Una volta sistemata sul trespolo, aprì la sacca e la colpì tre volte con l’indice alla base. Il liquido scese goccia dopo goccia, iniziando a scorrere verso il catetere endovenoso.

Il medico le sorrise di nuovo: la ragazza lo seguiva con gli occhi, senza muovere alcun muscolo facciale.

Portò la mano destra alla tasca interna del camice ed estrasse una bottiglietta da pochi centilitri.

Iniziò a fischiettare una canzoncina, mentre l’appoggiava al tavolino e apriva una busta contenente una siringa. 

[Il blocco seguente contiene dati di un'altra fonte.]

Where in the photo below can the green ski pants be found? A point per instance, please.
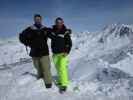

“Culla dei figli, tomba dei padri…”

Inserì l’ago nel tappo e tirò a sé lo stantuffo. Il cilindro si riempì di liquido trasparente.

“Sai cosa sto cantando?”

Infilò la bottiglietta nella tasca e s’avvicinò al tubicino della flebo. Tenne la siringa tra indice e il pollice e spinse finché il metallo non perforò la plastica.

“È l’inno di Markovia.”

Premette il pollice sullo stantuffo.

“Presto, sarà il gran giorno.”

Prese un sacchetto dalla tasca del camice e ci ripose tutti gli oggetti che aveva utilizzato.

Bip…bip…bip…

Ricominciò a canticchiare, mentre il tracciato sull’elettrocardiogramma  diventava più veloce.

Amber serrò i pugni e sgranò gli occhi, il suo corpo si mosse sotto le convulsioni. La maschera per l’ossigeno si staccò dal suo volto, i muscoli contratti sbattevano contro i lacci di contenimento.

Il dottor Hale sorrise e volse il capo in alto, alzando la voce e accompagnandosi con la mano.

“Markovia vi chiama a difenderla…”

Bip, bip, bip, bip ,bip.

Amber gemette, il tracciato mostrava ormai oscillazioni rapide e irregolari.

“Le verdi montagne, le dorate pianure…”

S’allontanò fino alla porta e si fermò.

“Sempre verrà difesa o si morrà!”

Un lungo suono investì la stanza. Si girò. Il tracciato dell’elettrocardiogramma era piatto, la ragazza era nel letto immobile. La maschera d’ossigeno le era scivolata fino alla spalla, la bocca era semiaperta, un rivolo di bava le rigava la guancia. Gli occhi erano sgranati, rivolti verso la finestra, vitrei.

“Buonanotte, cara.”

Prese il cellulare e digitò l’ultimo numero che aveva chiamato. Posò la mano libera sulla maniglia e aprì.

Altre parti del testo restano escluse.